Redberg explained, “The diabetes prevention programs all have weight loss as a goal. There is no specific outcome related to diabetes. But we know that obesity is a big risk factor for diabetes. The best way to reduce the risk of obesity-related health problems, such as diabetes and prediabetes — whatever that is — is to lose weight, by eating a heart healthy Mediterranean style diet, and increasing physical activity, such as walking, and not smoking.”

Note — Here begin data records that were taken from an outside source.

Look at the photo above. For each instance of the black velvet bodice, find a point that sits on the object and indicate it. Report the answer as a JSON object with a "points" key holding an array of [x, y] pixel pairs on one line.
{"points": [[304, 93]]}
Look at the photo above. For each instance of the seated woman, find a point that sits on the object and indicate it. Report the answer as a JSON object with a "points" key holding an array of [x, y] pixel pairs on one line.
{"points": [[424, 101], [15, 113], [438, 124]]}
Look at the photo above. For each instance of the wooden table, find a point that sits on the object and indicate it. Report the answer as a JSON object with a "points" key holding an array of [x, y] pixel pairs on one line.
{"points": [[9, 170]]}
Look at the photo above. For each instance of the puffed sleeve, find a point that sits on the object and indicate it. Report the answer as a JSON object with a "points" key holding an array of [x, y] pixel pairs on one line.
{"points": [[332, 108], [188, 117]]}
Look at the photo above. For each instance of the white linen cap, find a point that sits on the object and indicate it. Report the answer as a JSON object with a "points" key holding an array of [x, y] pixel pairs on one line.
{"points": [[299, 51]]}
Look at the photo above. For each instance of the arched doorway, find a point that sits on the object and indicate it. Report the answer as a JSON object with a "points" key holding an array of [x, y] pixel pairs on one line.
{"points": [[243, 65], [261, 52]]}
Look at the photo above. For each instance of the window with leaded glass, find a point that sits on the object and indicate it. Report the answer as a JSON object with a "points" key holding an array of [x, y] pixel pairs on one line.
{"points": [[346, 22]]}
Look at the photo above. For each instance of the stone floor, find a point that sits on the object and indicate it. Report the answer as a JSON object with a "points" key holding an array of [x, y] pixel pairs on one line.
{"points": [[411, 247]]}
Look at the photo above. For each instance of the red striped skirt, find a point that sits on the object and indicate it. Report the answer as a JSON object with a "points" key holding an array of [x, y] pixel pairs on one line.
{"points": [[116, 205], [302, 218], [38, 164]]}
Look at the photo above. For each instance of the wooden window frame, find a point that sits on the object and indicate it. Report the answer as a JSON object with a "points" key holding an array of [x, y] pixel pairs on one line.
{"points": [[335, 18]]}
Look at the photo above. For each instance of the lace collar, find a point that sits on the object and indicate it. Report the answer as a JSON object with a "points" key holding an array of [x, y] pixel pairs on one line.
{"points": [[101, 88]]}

Shahraz seems to agree with Redberg.
“First off, they should not worry of being categorized as high risk for prediabetes,” he advised people who have taken the online screening test. “If they have their blood tested, there will be a high chance that they are normal. Even if their fasting sugar turns to be in the prediabetes range, they should take it only as a wake-up call. A good majority of them will not progress toward diabetes. However, they should take lifestyle change recommendations seriously, which are already the right recommendation for all chronic diseases as well as for healthy population.”
At the end of the day, though, Ratner feels that the final decision should lie with medical professionals if someone rates high risk on the online test.
“We advise them to see their doctor about whether they need to have a blood test done,” he said. “It’s still up to the doctor to use his [or] her clinical judgment whether to do further testing.”